А кругом поле, овраги, волки и деревни. И все это чудесно, невыразимо, и можно вытерпеть всю вечность с великой, неимоверной любовью в сердце к тому пропавшему навсегда страннику, который прошел раз мимо нашего дома летним вечером, когда пели сверчки под завалинками. Странник прошел, и я не разглядел ни его лица, ни сумки, и я забыл, когда это было, – мне было три или семь лет или пятнадцать. Сердце навсегда может быть пораженным похилившейся избенкой на краю деревни, и ты не забудешь, не разлюбишь ее никогда, каким бы ты мудрым и бессмертным ни стал, куда бы ни ушел. Я и на Солнце и на Сатурне не забуду этого лога, этой ночи и смертной тишины. Все мне дорого, ничего нельзя забыть и оставить; и каждой рытвине, каждому столбу и далекому человеку, пропадающему на дороге, я говорю: я возвращусь.
Всякий человек имеет в мире невесту, и только потому он способен жить. У одного ее имя Мария, у другого приснившийся тайный образ во сне, у третьего печная дверка или весенний тоскующий ветер. Я знал человека, который заглушал свою нестерпимую любовь хождением по земле и плачем. Он любил невозможное и неизъяснимое, что всегда рвется в мир и не сможет никогда родиться.
Я сейчас вспомнил этого человека и должен его встретить в этом логу. Вон – далекий огонь. Костер или хата. Я озяб, изголодался, пойду поговорить с людьми и увидеть между ними того, вспыхнувшего в сердце человека.
2. Бог человека
Самый старый и настоящий бог на свете – пузо, а не субтильный небесный дух. В водовороте и горенье кишок – великая тайна, в рычании газов слышатся святые песнопения и некое благоухание и тихое умиротворение.
Живот – храм человека, живот – обитель радости и человеческой доброты.
Пузо – воротило всех дел. Все другое и остальное растет из пуза и им направляется по верным путям спасения. Без пуза погибать бы всем.
Вся земля только и движется пузом, ибо, когда стонут и поют кишки, человек делается чудотворцем.
Он, к примеру, сделает машину и начнет ею колотить горы, чтобы правильнее ветры дули и лились дожди, он еще возьмет и узнает, как сделалась земля, чтобы ее переделать, а без пуза ничего бы он не сделал, ничего бы не нужно ему было, потому что человек думает и работает от мучения, а мучение бывает, когда визжат кишки.
Вот, для показа, как идут дела в царстве живота.
Шел я по большому селу. Стоят хаты, стоит тишь, бабы в окна поглядывают (старые, стервы!), дремлет и замирает отощавшая лошадь у плетня. Милая моя, ты чище и грустнее человека: голодная почти до смерти, а стоишь молчишь, мужик бы бабу начал колотить, ребят пороть и сейчас же выдумал бы небесного бога – спасителя, а ты – молчишь. Спасибо тебе, лошадь, ты одна не имеешь богов, а без богов живут только сами боги.

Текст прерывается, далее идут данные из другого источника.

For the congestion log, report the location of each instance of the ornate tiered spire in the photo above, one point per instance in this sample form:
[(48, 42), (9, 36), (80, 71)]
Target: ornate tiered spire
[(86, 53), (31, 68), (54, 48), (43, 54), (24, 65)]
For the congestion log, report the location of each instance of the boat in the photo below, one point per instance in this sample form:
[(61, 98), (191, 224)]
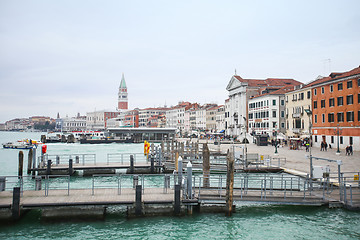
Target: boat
[(23, 144)]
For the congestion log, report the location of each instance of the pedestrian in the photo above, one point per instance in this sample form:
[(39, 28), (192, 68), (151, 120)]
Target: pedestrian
[(350, 150)]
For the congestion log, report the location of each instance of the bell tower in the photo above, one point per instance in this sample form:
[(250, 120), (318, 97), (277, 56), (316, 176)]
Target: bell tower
[(122, 95)]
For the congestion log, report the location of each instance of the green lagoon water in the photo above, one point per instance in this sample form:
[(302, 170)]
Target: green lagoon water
[(251, 221)]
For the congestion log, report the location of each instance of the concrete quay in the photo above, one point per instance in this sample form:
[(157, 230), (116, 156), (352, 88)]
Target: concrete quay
[(298, 160)]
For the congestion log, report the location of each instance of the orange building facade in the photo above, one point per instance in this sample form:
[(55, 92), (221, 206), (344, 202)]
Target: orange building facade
[(336, 110)]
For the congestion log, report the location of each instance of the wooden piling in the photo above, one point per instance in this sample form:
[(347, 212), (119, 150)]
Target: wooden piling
[(206, 166), (152, 160), (138, 203), (229, 183), (131, 164), (15, 207), (2, 184), (177, 200), (48, 168), (30, 156), (71, 170), (21, 162), (176, 160)]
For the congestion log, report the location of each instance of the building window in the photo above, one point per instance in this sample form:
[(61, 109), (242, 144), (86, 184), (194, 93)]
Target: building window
[(339, 86), (349, 116), (340, 117), (323, 103), (340, 101), (315, 104)]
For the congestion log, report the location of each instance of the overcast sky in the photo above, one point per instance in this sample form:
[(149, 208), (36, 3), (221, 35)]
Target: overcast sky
[(68, 56)]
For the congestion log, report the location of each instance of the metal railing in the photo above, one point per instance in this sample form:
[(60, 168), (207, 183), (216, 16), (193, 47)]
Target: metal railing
[(63, 159), (125, 158)]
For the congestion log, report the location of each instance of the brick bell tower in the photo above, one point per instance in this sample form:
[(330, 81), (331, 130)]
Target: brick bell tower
[(122, 95)]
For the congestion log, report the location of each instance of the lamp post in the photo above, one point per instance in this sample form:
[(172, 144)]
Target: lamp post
[(338, 132), (309, 113)]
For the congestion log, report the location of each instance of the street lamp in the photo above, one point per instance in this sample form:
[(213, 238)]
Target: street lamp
[(338, 132), (309, 113)]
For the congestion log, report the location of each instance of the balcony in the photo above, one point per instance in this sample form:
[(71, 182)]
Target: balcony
[(295, 130)]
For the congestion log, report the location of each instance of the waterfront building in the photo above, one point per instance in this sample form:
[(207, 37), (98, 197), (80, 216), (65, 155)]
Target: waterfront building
[(240, 90), (98, 120), (210, 124), (148, 115), (122, 95), (227, 116), (74, 124), (336, 109), (18, 124), (298, 103), (266, 113), (220, 118)]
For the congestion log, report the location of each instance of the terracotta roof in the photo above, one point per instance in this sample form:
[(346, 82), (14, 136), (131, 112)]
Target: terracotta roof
[(334, 76)]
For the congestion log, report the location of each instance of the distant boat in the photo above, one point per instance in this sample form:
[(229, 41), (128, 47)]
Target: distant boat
[(24, 144), (105, 140)]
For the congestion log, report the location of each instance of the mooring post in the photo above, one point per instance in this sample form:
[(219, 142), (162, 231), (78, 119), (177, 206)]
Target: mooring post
[(34, 162), (131, 164), (206, 166), (2, 184), (135, 181), (176, 160), (38, 183), (189, 180), (30, 155), (177, 199), (229, 183), (180, 171), (15, 207), (21, 162), (71, 170), (48, 168), (138, 205), (152, 168)]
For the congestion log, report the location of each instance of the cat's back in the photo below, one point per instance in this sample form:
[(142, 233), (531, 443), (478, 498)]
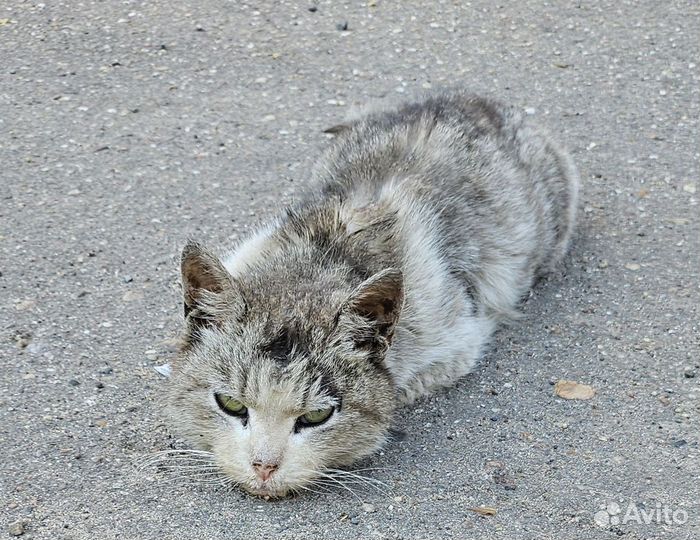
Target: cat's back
[(488, 189)]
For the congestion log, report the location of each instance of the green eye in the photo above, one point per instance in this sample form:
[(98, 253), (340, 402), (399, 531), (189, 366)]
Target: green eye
[(314, 418), (230, 406)]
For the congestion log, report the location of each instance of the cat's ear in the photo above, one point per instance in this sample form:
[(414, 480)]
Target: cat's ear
[(373, 308), (209, 292), (337, 129)]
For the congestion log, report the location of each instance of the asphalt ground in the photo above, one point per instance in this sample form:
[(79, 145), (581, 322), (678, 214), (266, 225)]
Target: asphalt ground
[(128, 127)]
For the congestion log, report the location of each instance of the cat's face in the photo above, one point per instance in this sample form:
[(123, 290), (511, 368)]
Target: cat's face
[(275, 393)]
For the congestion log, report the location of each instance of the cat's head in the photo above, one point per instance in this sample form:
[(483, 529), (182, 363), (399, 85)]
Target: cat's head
[(282, 373)]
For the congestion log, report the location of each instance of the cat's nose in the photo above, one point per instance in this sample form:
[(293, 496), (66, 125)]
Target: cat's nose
[(264, 470)]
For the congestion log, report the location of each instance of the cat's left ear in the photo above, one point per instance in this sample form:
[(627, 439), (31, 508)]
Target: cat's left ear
[(377, 301)]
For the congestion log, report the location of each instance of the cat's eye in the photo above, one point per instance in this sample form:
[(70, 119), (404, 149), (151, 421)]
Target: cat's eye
[(230, 406), (315, 418)]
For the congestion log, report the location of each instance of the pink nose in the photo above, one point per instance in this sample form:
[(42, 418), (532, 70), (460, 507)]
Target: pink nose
[(264, 470)]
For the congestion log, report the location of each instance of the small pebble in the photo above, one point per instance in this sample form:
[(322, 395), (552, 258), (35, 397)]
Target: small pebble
[(16, 528)]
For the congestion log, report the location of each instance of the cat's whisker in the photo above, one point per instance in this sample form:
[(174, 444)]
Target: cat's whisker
[(307, 488)]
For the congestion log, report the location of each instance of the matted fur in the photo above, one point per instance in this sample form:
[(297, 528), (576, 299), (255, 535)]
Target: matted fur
[(423, 228)]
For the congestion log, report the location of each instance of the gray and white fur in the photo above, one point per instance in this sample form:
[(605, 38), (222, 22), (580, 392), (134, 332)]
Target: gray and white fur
[(421, 231)]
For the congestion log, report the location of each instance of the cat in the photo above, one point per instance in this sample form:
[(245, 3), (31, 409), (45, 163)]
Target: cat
[(422, 230)]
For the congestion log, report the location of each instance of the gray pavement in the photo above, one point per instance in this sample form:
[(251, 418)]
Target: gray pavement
[(127, 127)]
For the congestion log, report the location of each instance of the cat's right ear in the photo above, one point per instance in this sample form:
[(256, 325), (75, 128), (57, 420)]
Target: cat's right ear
[(209, 292)]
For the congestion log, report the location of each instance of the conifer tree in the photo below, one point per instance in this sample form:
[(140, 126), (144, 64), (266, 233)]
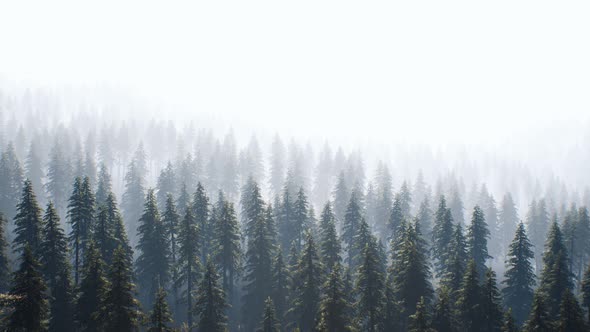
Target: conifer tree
[(571, 316), (477, 241), (30, 311), (519, 278), (330, 246), (556, 276), (120, 309), (491, 303), (351, 226), (442, 234), (188, 260), (160, 317), (269, 319), (152, 265), (370, 284), (306, 287), (539, 319), (92, 290), (469, 311), (334, 310), (80, 215), (28, 222), (56, 268), (210, 302)]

Вон мужик шел-шел и остановился – уставился на меня и глядит, а баба его аж через плетень свесилась. И оба кротко молчат. Хорошие они, в сущности, люди – живут по-лошадиному.
На одном окне я заметил наклейку. На удивительно чистом и большом листе бумаги были изображены слова: «Вот тут, апосля вечернего благовестия, в Брехунах, за одну картошку кажный сможет узреть весьма антиресную лампаду – стоячий липистрический огонь, свет святой, но неестественный можно сказать, пламя. Руками его щупать будет смертоубийство…»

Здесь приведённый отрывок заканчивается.